One of the most popular dishes in any Qatari home is machboos, or Kabsa, which is basically rice cooked with delicious spices and any kind of meat – chicken, lamb, shrimp, camel or fish. It looks similar to biryani.
A Ramadan favourite, madhruba, also known as ‘beaten porridge’, is a combination of rice, milk, butter and cardamom that is cooked together until it becomes mushy. Chicken and other types of meat are stewed along with mashed beans.
Usually made during Ramadan for a dessert-filled evening, this dish is a mixture of butter, milk, flour, sugar, saffron and cardamom. These ingredients are used to create little dumplings, which are then deep-fried and dipped in sugar syrup or honey to increase the sweet factor. Soft on the inside and crunchy on the outside, this dish is sure to satisfy your sweet tooth.
Whole roasted lamb served on a generous bed of rice, vegetables and flavourful nuts create this extravagant dish.
Another Ramadan special and similar to a pot of stew, thareed, often called the Arab lasagna, includes vegetables such as carrots, beans, onions and potatoes cooked with chicken or lamb and mixed with tomato sauce and spices. Bread is placed on the bottom of the dish, soaking up the stew juices and making the bread soft and flavourful.
Kousa mahshi is stuffed zucchini, and it is a favourite all over the Middle East. The zucchini in this international-inspired dish features a stuffing of lamb flavoured with mint and garlic; it is then baked in the oven before being served hot.
Pasta made sweet – this Indian-influenced dish includes fried vermicelli topped with a saffron omelette, making it soft, crunchy, sweet and savoury all at once. People eat it not only for breakfast but also dessert.

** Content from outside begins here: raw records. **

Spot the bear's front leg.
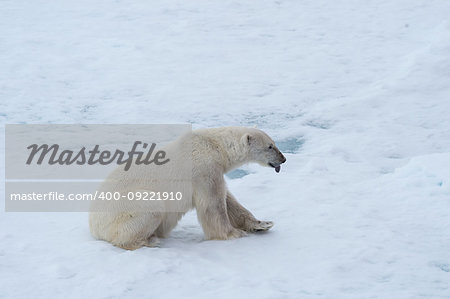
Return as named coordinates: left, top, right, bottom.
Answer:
left=194, top=177, right=247, bottom=240
left=226, top=191, right=274, bottom=232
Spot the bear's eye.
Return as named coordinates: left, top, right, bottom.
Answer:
left=268, top=144, right=273, bottom=149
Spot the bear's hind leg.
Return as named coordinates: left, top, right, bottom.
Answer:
left=144, top=235, right=160, bottom=247
left=111, top=212, right=163, bottom=250
left=226, top=191, right=274, bottom=232
left=155, top=212, right=185, bottom=238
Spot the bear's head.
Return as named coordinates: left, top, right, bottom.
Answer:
left=241, top=129, right=286, bottom=173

This dish is full of fibre and essential vitamins. It’s usually prepared with zucchini, carrots, eggplant, tomatoes, potatoes and tenderised meat. Thin layers of dough are cut into pieces and boiled in the stock so that it can soak up all the flavour.
Also known as harissa, harees is basically boiled, cracked, or coarsely ground wheat mixed with meat. The consistency varies between a porridge and a dumpling. Harees is also considered to be good for your health because of its nutrient content, and it serves as a great way to break the fast at Iftar during Ramadan.
Foul (beans for breakfast), Waraq enab (rice and lamb stuffed in vine leaves), along with appetisers such as hummus, motabel, tabouleh and muhammara are other Arab-influenced foods that have their own variations in Qatar.
Desserts, such as mehalabiya (rose water and pistachio pudding), umm ali (bread pudding with nuts and white raisins), and esh asaraya (cheesecake topped with cream), are also a big part of any Qatari meal.